Formations ruineuses, bénévolat quasi obligatoire… Loin des publicités qui vendent la Belle province comme un eldorado professionnel, notre contributeur Papanguezwazo livre un témoignage désabusé.
Par papanguezwazo (Express Yourself)
À tous ceux qui ont une activité professionnelle dans leur pays et envisagent de migrer vers le Québec… attention au piège! La tentation est forte quand on entend le chant des sirènes, les campagnes de racolage menées par le MICC (Ministère de l’Immigration et des Communautés culturelles) pour inciter les travailleurs qualifiés du monde entier à venir s’installer dans la “Belle province”.

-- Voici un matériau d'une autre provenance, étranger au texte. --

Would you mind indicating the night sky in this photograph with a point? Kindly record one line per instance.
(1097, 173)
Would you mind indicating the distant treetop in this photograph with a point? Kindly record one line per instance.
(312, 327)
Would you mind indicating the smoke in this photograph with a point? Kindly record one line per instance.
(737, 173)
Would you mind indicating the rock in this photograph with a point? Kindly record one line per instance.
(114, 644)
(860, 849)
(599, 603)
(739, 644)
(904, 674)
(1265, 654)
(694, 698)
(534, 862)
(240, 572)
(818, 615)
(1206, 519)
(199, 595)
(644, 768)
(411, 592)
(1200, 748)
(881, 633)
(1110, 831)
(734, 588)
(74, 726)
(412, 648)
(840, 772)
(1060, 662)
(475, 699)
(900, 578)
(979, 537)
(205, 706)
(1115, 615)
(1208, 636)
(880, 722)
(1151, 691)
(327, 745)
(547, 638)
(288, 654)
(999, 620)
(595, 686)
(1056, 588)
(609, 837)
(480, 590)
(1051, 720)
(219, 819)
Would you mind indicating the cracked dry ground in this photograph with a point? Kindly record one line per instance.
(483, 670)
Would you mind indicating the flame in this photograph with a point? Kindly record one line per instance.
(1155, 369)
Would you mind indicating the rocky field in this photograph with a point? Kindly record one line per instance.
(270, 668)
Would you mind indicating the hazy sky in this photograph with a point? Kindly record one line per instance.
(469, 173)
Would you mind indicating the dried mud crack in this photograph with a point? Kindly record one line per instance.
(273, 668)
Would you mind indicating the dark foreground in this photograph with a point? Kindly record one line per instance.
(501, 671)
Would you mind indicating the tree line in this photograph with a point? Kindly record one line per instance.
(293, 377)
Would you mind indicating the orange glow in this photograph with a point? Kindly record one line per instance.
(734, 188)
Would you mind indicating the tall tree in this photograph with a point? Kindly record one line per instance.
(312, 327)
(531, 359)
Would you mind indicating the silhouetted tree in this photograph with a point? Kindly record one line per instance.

On ne vous promet rien, mais on ne cesse de vous rappeler que l’on est bien, au Québec: la qualité de vie y est meilleure qu’ailleurs, le coût de la vie l’un des plus bas du monde à Montréal, le système éducatif l’un des meilleurs du monde (rien que ça!). De plus, ne vient pas qui veut: seuls les élus, détenteurs d’un certificat de sélection délivré par le Québec, pourront s’enorgueillir d’avoir été choisis.
La sélection par les bureaucrates ministériels est de plus raisonnée. Chiffres à l’appui sur les perspectives d’évolution du marché de l’emploi, on vous démontrera que vous faites une bonne affaire. C’est l’Amérique, l’un de ces lieux où tous les rêves sont possibles. Vous comprendrez vite que vos chances d’emploi sont réelles et sérieuses, surtout dans un secteur d’activité en demande, le déclin démographique du Québec aidant.
Avant de venir, faites des économies, ne débarquez pas au Québec sans un sous, vous dira-t-on. Quelle que soit la société, il vous faut un minimum d’argent pour repartir de zéro. Mais prévoyez juste de quoi survivre avec votre famille pendant trois mois, le temps pour vous de mettre le pied à l’étrier…
Vos premiers contacts avec les centres communautaires n’auront pourtant d’autre ambition que de vous ramener rapidement sur le plancher des vaches. Après vous avoir fait croire pendant plusieurs mois qu’on avait besoin de gens de votre profil, on nuancera cette assertion.
Il faut se faire pragmatique. Parce que voyez-vous, ici c’est l’Amérique, il vous faudra l’apprendre. Ici nous sommes différents, nous avons nos coutumes, notre façon de parler.
En tant que travailleur qualifié retenu pour vos compétences, et l’excellence de votre profil, vous vous la pétez un peu, peut-être. En tout cas, votre surprise sera grande lorsque vous vous entendrez dire, au détour d’un compliment (ici c’est comme ça, on ne dit pas les choses franchement, la révolution tranquille, c’est le fameux consensus québécois) qu’au Québec, nous n’avons pas pour habitude d’embaucher des gens sans diplôme québécois.
Et que les expériences que vous avez pu vous faire ailleurs n’intéressent pas, seule compte l’expérience québécoise.
À entendre vos hôtes, seul le contact avec ce peuple élu, vivant à proximité du rétrécissement du Saint-Laurent, à la hauteur du cap Diamant, a le pouvoir de vous apporter l’expérience unique qui va transcender vos aptitudes au travail.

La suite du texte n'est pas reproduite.